The patient arrived in Dallas on 9/20. His symptoms became severe enough for him to seek medical care on 9/30. The first priority of the CDC is the patient’s health. Secondly, they are trying to locate everyone he contacted in that 10 day period. The CDC will monitor all his contacts for 21 days.
What does this actually mean?
According to eMedTV (link at bottom of article), Ebola has an incubation period of 2-21 days, on average it’s 4-6 days. That’s how long it takes before you show the first symptoms. And the big kicker — a patient is infectious during the incubation period.
That means our Liberian guest was probably infectious for 5 to 10 days of his 10 days in Dallas. He might have contacted quite a few people in that amount of time. Ebola is like sexually transmitted diseases (STDs) chlamydia, gonorrhoea, or syphilis, only easier to catch. The standard epidemiological formula for STDs is for every person contacted there are 20 additional people who may have been exposed. And that also means for each of those 20 there are another 20, and so on.
Think of it like the old penny trick where you give someone twice as many pennies each day as the previous day.
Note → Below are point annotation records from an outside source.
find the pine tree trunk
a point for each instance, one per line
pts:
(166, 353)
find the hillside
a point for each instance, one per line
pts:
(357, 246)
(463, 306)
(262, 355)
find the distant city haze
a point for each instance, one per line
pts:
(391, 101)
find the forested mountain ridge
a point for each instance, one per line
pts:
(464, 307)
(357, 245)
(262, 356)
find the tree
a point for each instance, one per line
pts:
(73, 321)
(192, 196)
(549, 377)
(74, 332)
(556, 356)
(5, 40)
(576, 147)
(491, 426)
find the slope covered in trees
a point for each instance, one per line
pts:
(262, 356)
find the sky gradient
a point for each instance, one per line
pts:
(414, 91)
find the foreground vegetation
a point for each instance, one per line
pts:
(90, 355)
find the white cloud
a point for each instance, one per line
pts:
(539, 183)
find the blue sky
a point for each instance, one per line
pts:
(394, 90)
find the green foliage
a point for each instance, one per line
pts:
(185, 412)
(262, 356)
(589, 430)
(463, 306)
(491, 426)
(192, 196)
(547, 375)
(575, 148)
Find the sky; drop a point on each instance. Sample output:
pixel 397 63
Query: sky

The Doubling Penny trick takes only 30 days to reach 5 million dollars.
Now do the math for the spread of contagious disease at a multiple of 20 instead of 2. After 30 days there are more than a billion exposures. Not everyone who is exposed will contract the disease and a lot of those exposures are likely to be second, third, or more, but Ebola is killing thousands, perhaps tens of thousands in Africa. With an estimated 90% fatality rate according to WebMD we can expect the major disaster in Africa to continue for some time.
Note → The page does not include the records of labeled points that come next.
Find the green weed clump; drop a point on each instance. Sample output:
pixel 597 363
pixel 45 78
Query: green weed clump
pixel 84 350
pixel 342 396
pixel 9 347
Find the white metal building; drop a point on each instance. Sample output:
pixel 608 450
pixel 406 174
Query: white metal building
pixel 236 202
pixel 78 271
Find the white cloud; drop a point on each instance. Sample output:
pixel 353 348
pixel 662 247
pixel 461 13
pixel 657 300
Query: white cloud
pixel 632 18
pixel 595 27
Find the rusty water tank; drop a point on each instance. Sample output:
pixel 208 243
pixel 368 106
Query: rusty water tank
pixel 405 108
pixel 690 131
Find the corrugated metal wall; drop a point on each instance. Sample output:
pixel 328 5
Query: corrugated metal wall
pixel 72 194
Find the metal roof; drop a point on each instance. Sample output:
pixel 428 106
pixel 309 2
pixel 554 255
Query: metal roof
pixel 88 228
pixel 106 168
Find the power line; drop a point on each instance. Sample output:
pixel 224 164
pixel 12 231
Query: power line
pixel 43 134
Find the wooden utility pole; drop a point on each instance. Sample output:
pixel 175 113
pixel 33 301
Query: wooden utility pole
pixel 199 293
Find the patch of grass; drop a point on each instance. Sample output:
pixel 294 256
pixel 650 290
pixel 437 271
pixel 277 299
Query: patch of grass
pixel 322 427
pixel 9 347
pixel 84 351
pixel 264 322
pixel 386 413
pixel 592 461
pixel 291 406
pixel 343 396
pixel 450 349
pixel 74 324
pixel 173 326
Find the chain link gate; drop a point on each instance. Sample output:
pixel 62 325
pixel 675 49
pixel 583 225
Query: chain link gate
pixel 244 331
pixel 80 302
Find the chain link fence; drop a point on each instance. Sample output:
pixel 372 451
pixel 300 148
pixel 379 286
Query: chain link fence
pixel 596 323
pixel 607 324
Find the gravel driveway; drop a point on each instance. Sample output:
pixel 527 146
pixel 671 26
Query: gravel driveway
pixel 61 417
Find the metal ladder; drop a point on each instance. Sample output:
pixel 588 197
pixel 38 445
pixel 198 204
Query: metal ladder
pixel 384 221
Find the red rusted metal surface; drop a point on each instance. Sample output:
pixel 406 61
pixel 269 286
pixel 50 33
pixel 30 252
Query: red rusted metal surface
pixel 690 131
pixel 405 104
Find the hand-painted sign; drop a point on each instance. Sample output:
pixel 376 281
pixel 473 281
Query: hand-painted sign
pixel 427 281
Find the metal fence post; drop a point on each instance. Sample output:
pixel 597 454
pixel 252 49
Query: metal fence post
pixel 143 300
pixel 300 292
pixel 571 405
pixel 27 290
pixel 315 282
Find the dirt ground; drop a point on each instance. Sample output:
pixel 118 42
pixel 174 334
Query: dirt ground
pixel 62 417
Without immediate action we can certainly expect Ebola to spread … here … now. No disease faced by humanity has posed such an existential threat since the Black Plagues of the Middle Ages which killed millions across Europe, Asia, and Africa.
[Update 10/1/2014] It was announced today on ABC news that there are now 12 to 18 people under monitoring in Dallas including 5 school children. Apparently the infected man visited four area schools before his second attempt to seek medical help. The children are being kept at their homes. The disposition of the adults under monitoring was not specified.